The recent threats from Kim come as he is preparing for two important political events: a year-end plenary session of the Workers’ Party of Korea and a New Year’s speech. Kim had declared at the start of 2019 that North Korea would not give up a single weapon until the United States lifts sanctions. He then gave Trump a yearend deadline.
Now Kim finds himself empty-handed, unable to stride into the party plenum in triumph or deliver a pronouncement of victory Jan. 1. Backed into a corner, he is trying once again to use his main leverage — the threat of weapons tests or military action — to coerce Trump into sanctions relief, analysts said.
“Things have not worked out the way he has anticipated,” said Jean Lee, a Korea expert at the Wilson Center. “I suspect that he will keep provoking President Trump to compel him to get back to negotiations, but try to avoid overtly confronting him because he wants to leave open an opportunity.”
On Sunday, North Korea said Kim presided over a meeting of the Central Military Commission of the
Workers’ Party, where it said important issues had been discussed “for the sustained and accelerated development of the military capability for self-defense.”
The official Korean Central News Agency said the meeting was called to decide “important organizational and political measures and military steps to bolster” the armed forces “as required by the fastchanging situation.” But it gave no details about the discussions.
In signing a major defense bill Friday evening, Trump put into place new sanctions on North Korea, including the possibility of financial penalties on Russia and China in 120 days if they trade with the North.
“We will be keeping a very close eye on that,” Sen.
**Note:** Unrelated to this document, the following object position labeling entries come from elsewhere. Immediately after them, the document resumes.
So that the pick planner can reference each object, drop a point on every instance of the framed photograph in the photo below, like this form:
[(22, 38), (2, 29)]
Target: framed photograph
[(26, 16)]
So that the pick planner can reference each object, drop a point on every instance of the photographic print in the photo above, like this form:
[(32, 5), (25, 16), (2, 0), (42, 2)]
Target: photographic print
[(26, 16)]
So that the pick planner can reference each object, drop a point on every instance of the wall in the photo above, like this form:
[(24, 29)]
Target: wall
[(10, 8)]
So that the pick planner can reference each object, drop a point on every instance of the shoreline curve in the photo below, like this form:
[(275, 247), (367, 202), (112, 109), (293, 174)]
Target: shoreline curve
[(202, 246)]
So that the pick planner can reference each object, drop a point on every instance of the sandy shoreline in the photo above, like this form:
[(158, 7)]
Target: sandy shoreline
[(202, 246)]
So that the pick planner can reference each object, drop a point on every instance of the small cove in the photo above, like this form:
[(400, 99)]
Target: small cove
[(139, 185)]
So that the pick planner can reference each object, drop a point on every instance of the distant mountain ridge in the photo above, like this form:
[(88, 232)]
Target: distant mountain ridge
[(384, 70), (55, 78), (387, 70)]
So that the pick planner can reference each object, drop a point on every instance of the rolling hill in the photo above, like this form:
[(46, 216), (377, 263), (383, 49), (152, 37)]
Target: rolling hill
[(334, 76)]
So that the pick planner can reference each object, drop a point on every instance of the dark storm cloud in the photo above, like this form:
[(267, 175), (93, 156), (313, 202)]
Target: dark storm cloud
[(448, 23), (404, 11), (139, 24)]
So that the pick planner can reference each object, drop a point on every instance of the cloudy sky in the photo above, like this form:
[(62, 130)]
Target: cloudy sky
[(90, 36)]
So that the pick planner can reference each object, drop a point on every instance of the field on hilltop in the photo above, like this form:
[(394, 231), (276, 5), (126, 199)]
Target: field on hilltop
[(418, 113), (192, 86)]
Chris Van Hollen, D-Md., who wrote the provisions, said in an interview. “It would be a huge mistake for the president to waive these sanctions unless he can certify progress on major issues.”
Thus far, Trump is showing little appetite for a return to the “fire and fury” tensions of two years ago.
“I have a very good relationship with Kim Jong Un,” Trump told reporters at the White House this month before adding, in what could prove to be wishful thinking, “I think we both want to keep it that way.”